Why Mosaic?
Though many expressive visualization tools exist, scalability to large datasets and interoperability across tools remain challenging. The visualization community lacks open, standardized tools for integrating visualization specifications with scalable analytic databases. While libraries like D3 embrace Web standards for cross-tool interoperability, higher-level frameworks often make closed-world assumptions, complicating integration with other tools and environments.
Mosaic is scalable
Visualization tools such as ggplot2, Vega-Lite / Altair, and Observable Plot support an expressive range of visualizations with a concise syntax. However, these tools were not designed to handle millions of data points. Mosaic provides greater scalability by pushing data-heavy computation to a backing DuckDB database. Mosaic improves performance further by caching results and, when possible, performing automatic query optimization.
The figure below shows render times for static plots over increasing dataset sizes. Mosaic provides faster results, often by one or more orders of magnitude. DuckDB-WASM in the browser fares well, though is limited (compared to a DuckDB server) by WebAssembly's lack of parallel processing. VegaFusion performs server-side optimization for bars and 2D histograms, but otherwise provides results identical to Vega-Lite.
When it comes to interaction, Mosaic really shines! For many forms of aggregated data, the coordinator will automatically pre-aggregate data into smaller tables ("materialized views") to support real-time interaction with billion+ element databases. The figure below shows benchmark results for optimized interactive updates. Even with billions of rows, Mosaic with a server-side DuckDB instance maintains interactive response rates.
If not already present, Mosaic will build pre-aggregated data tables when the mouse cursor enters a view. For very large data sets with longer pre-aggregation times, precomputation and server-side caching are supported.
Other tasks, like changing a color encoding or adjusting a smoothing parameter, can be carried out quickly in the browser alone, including over aggregated data. Mosaic clients have the flexibility of choosing what works best.
Mosaic is interoperable
Mosaic provides an open, "middle-tier" architecture that manages data access and linked selections between clients. With a shared architecture, a visualization framework can readily interoperate with other libraries, including input components and other visualization tools. We demonstrate this through the design of vgplot, a Mosaic-based grammar of interactive graphics that combines concepts from existing visualization tools.
To link across views, Mosaic provides a generalized selection abstraction inspired by Vega-Lite. Compared to Vega-Lite, Mosaic selections are decoupled from input event handling and support more complex resolution strategies — with computation offloaded to a backing scalable database.
Importantly, Mosaic selections are first-class entities, and not internal to a single visualization language or tool. Any component that implements the Mosaic client interface can both issue queries and be automatically filtered by a provided selection. Mosaic inputs and vgplot plots can freely interact, as can any other components or visualizations (such as custom D3 plots) that follow the Mosaic client interface.
Though written in JavaScript and deployable over the Web, Mosaic was designed to work well in data science environments such as Jupyter notebooks, too. A DuckDB server can run in a host environment such as a Python kernel and communicate with a Web-based output cell interface. See the Mosaic Jupyter Widget for more.
Mosaic is extensible
Mosaic can readily be extended with new clients, or, as in the case of vgplot, entire component libraries.
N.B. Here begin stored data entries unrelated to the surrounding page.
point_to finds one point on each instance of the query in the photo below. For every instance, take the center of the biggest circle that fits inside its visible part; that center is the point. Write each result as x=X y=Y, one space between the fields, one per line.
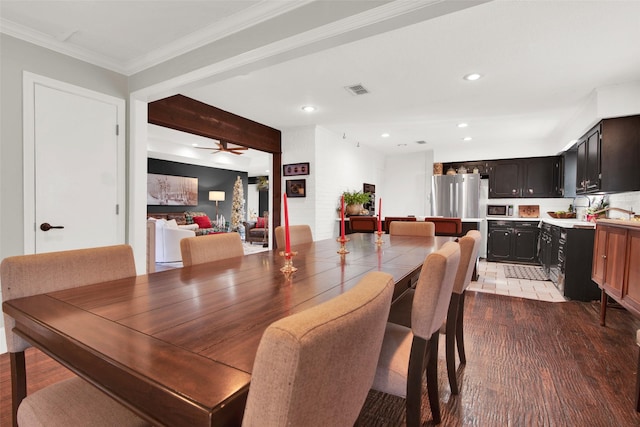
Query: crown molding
x=234 y=24
x=45 y=40
x=239 y=21
x=415 y=11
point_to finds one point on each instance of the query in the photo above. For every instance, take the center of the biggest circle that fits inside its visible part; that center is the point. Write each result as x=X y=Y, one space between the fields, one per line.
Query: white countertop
x=565 y=223
x=569 y=223
x=511 y=218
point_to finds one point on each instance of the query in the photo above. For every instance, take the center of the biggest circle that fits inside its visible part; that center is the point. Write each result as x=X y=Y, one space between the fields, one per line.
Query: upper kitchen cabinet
x=529 y=177
x=608 y=157
x=504 y=178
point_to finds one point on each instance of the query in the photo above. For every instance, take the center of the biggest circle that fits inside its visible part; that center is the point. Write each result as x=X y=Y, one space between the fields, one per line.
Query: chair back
x=363 y=224
x=469 y=247
x=299 y=235
x=315 y=368
x=413 y=228
x=433 y=290
x=26 y=275
x=211 y=247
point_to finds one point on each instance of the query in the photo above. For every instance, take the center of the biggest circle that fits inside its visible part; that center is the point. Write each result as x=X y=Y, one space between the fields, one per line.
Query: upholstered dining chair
x=407 y=351
x=453 y=325
x=412 y=228
x=315 y=367
x=212 y=247
x=71 y=402
x=299 y=235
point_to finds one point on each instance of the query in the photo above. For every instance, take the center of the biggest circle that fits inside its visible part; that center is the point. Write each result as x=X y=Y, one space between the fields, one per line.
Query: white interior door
x=78 y=174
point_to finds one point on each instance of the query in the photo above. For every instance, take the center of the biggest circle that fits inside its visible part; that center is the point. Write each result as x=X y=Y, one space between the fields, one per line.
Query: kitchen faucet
x=575 y=207
x=586 y=197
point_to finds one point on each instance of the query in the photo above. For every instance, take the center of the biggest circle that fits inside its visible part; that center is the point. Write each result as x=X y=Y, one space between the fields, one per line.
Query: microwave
x=499 y=210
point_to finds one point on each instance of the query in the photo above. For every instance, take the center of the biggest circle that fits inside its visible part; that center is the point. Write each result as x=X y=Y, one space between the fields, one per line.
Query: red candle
x=287 y=237
x=342 y=217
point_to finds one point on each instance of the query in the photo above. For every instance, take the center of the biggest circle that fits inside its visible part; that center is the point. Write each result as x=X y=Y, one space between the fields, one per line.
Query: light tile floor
x=492 y=280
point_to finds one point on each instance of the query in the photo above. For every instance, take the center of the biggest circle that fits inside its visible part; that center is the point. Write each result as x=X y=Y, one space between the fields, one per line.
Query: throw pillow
x=202 y=221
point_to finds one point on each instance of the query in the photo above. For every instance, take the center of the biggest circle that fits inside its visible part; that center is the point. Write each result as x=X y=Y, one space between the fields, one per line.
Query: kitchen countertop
x=565 y=223
x=511 y=218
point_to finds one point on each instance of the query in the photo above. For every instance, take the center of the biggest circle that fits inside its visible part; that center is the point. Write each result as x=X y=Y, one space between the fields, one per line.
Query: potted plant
x=354 y=200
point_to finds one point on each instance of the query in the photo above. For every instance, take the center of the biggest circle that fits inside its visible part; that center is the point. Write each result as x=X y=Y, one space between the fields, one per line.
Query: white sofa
x=168 y=236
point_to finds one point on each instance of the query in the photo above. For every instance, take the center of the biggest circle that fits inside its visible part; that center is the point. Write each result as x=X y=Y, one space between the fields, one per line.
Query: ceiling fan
x=223 y=147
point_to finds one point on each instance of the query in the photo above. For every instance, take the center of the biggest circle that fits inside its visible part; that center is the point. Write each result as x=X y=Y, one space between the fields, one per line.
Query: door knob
x=45 y=226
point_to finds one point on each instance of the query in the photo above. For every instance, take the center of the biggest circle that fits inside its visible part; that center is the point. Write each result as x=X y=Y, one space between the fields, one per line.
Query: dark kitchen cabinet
x=589 y=162
x=513 y=241
x=504 y=179
x=537 y=177
x=541 y=176
x=608 y=157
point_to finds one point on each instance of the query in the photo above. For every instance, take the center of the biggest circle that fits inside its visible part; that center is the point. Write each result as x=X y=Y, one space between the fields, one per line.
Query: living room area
x=185 y=200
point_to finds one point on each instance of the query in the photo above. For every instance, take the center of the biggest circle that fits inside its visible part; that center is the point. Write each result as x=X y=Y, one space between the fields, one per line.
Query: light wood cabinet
x=616 y=264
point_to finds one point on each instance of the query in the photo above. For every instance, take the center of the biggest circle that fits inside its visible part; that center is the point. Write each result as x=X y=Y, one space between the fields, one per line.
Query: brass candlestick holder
x=342 y=240
x=288 y=267
x=379 y=240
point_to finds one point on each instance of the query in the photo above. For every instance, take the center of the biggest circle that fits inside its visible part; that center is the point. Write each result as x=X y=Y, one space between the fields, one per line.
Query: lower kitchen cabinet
x=565 y=255
x=615 y=268
x=513 y=241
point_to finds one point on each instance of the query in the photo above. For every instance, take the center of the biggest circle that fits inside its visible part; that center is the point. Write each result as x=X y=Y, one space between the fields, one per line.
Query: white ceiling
x=540 y=61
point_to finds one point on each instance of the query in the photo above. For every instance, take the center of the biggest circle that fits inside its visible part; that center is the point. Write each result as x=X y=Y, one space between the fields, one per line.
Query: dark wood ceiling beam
x=188 y=115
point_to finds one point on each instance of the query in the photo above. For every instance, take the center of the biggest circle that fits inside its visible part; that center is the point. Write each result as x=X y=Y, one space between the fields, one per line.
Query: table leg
x=603 y=307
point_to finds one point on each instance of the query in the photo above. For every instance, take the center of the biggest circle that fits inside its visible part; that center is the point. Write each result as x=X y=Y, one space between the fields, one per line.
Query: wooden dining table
x=177 y=346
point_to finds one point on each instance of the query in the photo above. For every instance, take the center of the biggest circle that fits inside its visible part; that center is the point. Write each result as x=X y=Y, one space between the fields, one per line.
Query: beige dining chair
x=72 y=402
x=406 y=351
x=316 y=367
x=453 y=325
x=299 y=235
x=212 y=247
x=412 y=228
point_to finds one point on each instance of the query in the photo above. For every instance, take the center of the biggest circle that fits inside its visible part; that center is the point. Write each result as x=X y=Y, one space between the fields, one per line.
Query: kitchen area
x=543 y=211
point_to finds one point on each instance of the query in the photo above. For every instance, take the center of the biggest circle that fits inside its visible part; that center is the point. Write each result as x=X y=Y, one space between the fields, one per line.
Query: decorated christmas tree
x=237 y=207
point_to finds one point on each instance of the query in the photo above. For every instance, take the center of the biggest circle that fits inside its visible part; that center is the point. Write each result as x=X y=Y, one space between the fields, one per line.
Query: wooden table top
x=178 y=346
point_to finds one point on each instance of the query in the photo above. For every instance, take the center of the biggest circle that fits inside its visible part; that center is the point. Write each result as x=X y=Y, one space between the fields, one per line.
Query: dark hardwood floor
x=529 y=363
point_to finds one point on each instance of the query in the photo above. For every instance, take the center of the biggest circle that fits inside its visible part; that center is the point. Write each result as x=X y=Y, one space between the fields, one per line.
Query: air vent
x=357 y=89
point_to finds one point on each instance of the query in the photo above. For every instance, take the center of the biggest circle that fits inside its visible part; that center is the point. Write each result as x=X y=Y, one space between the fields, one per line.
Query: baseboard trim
x=3 y=341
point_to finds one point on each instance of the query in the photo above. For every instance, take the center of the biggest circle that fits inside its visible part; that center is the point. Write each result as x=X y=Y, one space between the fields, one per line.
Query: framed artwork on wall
x=295 y=169
x=296 y=188
x=169 y=190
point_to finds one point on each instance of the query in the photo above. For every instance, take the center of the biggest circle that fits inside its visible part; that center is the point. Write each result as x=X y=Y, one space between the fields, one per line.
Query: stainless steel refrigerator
x=455 y=196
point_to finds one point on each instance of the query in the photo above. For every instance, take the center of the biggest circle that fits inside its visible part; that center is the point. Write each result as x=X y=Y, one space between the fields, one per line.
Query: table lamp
x=216 y=196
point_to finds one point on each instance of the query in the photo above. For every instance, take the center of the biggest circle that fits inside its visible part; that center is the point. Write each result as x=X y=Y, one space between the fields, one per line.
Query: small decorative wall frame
x=296 y=188
x=295 y=169
x=168 y=190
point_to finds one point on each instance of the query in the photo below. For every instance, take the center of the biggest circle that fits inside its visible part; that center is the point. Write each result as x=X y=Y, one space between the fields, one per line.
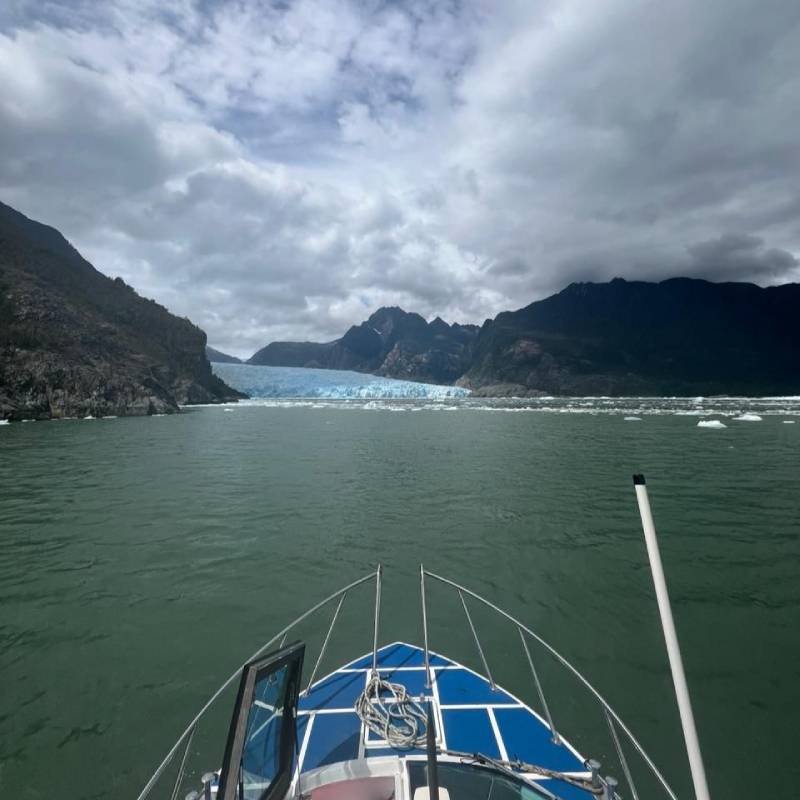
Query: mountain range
x=392 y=343
x=75 y=343
x=681 y=336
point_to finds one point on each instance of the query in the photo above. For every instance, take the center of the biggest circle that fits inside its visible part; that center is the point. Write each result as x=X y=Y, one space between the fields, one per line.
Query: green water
x=142 y=559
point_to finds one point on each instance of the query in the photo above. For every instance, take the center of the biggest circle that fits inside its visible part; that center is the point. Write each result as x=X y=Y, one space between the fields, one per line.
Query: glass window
x=261 y=755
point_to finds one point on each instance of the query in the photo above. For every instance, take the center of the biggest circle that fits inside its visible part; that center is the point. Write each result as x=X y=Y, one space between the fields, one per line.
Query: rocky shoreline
x=75 y=343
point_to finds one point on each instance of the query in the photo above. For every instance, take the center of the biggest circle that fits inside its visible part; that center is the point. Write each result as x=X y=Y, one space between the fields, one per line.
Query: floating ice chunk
x=327 y=384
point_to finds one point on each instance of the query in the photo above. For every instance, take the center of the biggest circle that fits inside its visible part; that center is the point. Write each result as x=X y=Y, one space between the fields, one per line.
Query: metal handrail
x=282 y=633
x=340 y=594
x=564 y=662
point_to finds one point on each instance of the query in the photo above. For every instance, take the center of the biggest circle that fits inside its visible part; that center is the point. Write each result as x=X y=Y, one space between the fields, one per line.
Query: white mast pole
x=671 y=639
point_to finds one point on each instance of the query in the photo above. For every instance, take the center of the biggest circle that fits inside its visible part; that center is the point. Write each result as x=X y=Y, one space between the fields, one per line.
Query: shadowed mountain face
x=392 y=343
x=74 y=342
x=677 y=337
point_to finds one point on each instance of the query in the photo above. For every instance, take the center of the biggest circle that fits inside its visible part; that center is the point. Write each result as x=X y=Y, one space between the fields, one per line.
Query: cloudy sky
x=279 y=170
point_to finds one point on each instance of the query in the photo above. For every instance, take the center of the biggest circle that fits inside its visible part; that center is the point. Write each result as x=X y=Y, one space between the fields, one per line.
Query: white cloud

Possible future additions include network visualization tools, WebGL/WebGPU enabled clients for more scalable rendering, and more!
As sketched in the code below, data-consuming elements (plot layers, widgets, etc) can be realized as Mosaic clients that provide queries and accept resulting data.
import { MosaicClient } from '@uwdata/mosaic-core';
import { Query } from '@uwdata/mosaic-sql';
export class CustomClient extends MosaicClient {
/**
* Create a new client instance, with a backing table name
* and an optional filterBy selection.
*/
constructor(tableName, filterBy) {
super(filterBy);
this.tableName = tableName;
}
/**
* Return a SQL query for the client's data needs,
* ideally using @uwdata/mosaic-sql query helpers.
* Be sure to incorporate the given filter criteria.
*/
query(filter = []) {
return Query
.from(this.tableName)
.select(/* desired columns here */)
.where(filter);
}
/**
* Process query result data. This method is called by the
* coordinator to pass query results from the database.
*/
queryResult(data) {
// visualize, analyze, ...
}
}
If you are interested in creating your own Mosaic clients, see the Mosaic GitHub repository. For concrete examples, start with the source code of Mosaic inputs. Once you've instantiated a custom client, register it using coordinator.connect(client)
.
Mosaic can also be extended with additional database connectors, and – though not for the faint of heart! – even the central coordinator can be replaced to experiment with alternative query management and optimization schemes.